His mother recalled that upon returning home that night, he was looking "disheveled" with his clothes torn. Lewis claimed he had been mugged by a group of men, although there was no evidence of such an attack, and a police report was never filed. The next day, August 3, Lewis' father, a former school principal, took him to a local emergency room for treatment of scratches and cuts on Lewis' upper body. Hospital records confirmed that Lewis was treated by doctors the day after the murder, and that he had also suffered a hand injury. Lewis' family continued to deny his involvement in the homicide. His father claimed he had not heard of or read about Vetrano's death until after his son was arrested for it.

==Murder trials==
The first murder trial began on November 5, 2018. Lewis entered a plea of not guilty to murder and sexual abuse charges, and faced a sentence of 25 years to life in prison. On November 7, Phil Vetrano testified in court on how he created a search party to find his daughter's body. Two days later, jurors watched a video tape of Lewis' confession to the murder. The tape had been previously played at a 2017 pretrial hearing in Queens Supreme Court. On November 14, forensic biologist Linda Razzano testified that Lewis' DNA had a one in 6 trillion chance of someone else sharing a genetic profile. Dr. Margaret Prial, who performed Vetrano's autopsy, described her injuries, including a compressed carotid artery in her neck. The next day, Assistant District Attorney Brad Leventhal asked Judge Michael Aloise to dismiss nine of the counts against Lewis. Four counts remained in the indictment: one of first-degree murder, two of second-degree murder, and one of first-degree sexual abuse. The first trial ended with a hung jury due to defensive arguments as well as claims that the DNA evidence was contaminated.

On November 21, 2018, a judge declared a mistrial and tentatively scheduled a retrial for January 22, 2019; the retrial was later rescheduled for March 2019. In the retrial, Lewis was found guilty on two counts of second-degree murder, one count of first-degree murder, and one count of sexual abuse on April 1, 2019, after five hours of deliberation.

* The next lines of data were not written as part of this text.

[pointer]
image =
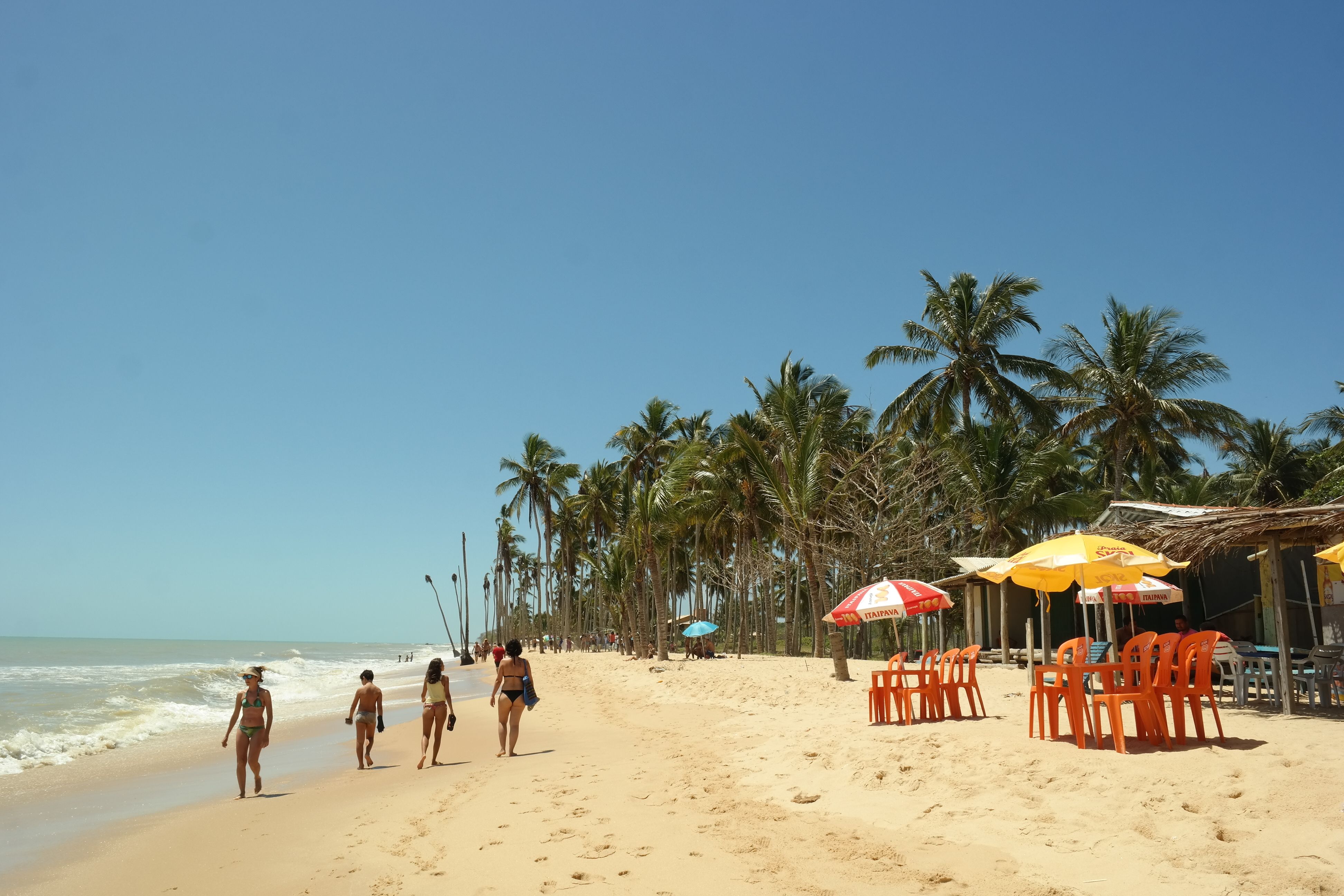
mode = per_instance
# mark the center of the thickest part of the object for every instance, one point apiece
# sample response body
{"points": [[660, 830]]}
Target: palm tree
{"points": [[648, 441], [656, 508], [556, 488], [965, 330], [538, 480], [807, 417], [597, 504], [1265, 467], [1012, 480], [1331, 421], [1126, 393]]}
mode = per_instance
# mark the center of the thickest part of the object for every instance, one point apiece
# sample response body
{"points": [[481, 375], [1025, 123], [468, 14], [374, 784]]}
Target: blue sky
{"points": [[279, 287]]}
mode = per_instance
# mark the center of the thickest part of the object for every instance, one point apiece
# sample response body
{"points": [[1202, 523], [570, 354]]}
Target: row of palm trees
{"points": [[765, 518]]}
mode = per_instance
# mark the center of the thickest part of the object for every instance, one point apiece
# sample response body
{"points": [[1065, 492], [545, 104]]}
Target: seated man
{"points": [[1185, 631], [1131, 631]]}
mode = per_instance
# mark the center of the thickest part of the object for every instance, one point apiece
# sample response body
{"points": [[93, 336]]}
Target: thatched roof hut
{"points": [[1201, 536], [1207, 534]]}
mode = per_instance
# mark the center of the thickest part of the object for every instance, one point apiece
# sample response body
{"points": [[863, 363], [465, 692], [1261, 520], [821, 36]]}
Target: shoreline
{"points": [[48, 806], [748, 777]]}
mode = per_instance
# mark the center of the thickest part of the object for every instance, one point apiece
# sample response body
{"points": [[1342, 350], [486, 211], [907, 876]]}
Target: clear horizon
{"points": [[280, 289]]}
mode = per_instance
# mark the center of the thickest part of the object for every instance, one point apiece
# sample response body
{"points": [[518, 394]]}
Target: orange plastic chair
{"points": [[928, 688], [964, 679], [879, 698], [949, 672], [1197, 656], [1072, 651], [1140, 644], [1138, 691]]}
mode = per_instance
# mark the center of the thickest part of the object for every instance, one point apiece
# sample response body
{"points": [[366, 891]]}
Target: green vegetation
{"points": [[764, 522]]}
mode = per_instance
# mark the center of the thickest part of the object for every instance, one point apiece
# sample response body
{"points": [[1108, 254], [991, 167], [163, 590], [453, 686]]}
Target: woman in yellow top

The sentencing hearing was initially scheduled for April 17, with expectations of a sentence to the maximum penalty of life in prison without the possibility of parole. A few days before the scheduled sentencing, Lewis' attorneys requested and received a delay so they could introduce allegations of misconduct among several members of the jury which convicted him. On April 23, 2019, Lewis was sentenced to life in prison without the possibility of parole.

==Aftermath==

With the final ruling, Lewis maintained that he was innocent. Opponents to the ruling speculated it was racially motivated and accused the prosecution of manipulating DNA evidence. Some outlets also stated the judge refused to proceed with the case until the juror retracted his conclusion that the defendant was innocent. In 2022, a whistleblower report revealed that the NYPD used Parabon NanoLabs, a private DNA lab, to store DNA of hundreds of African-American men. These samples were said to have been collected to point of harassment and use of the lab was unrelated to the Vetrano murder case. Parabon was not permitted to operate in New York until 2020, after Lewis's conviction and the alleged collection of his DNA for storage by Parabon. Lewis' defense appealed the conviction, alleging this search tactic was maliciously not disclosed in court, accusing the prosecution and Brad Leventhal of a racially motivated conviction. The conviction was upheld in a February 2026 decision.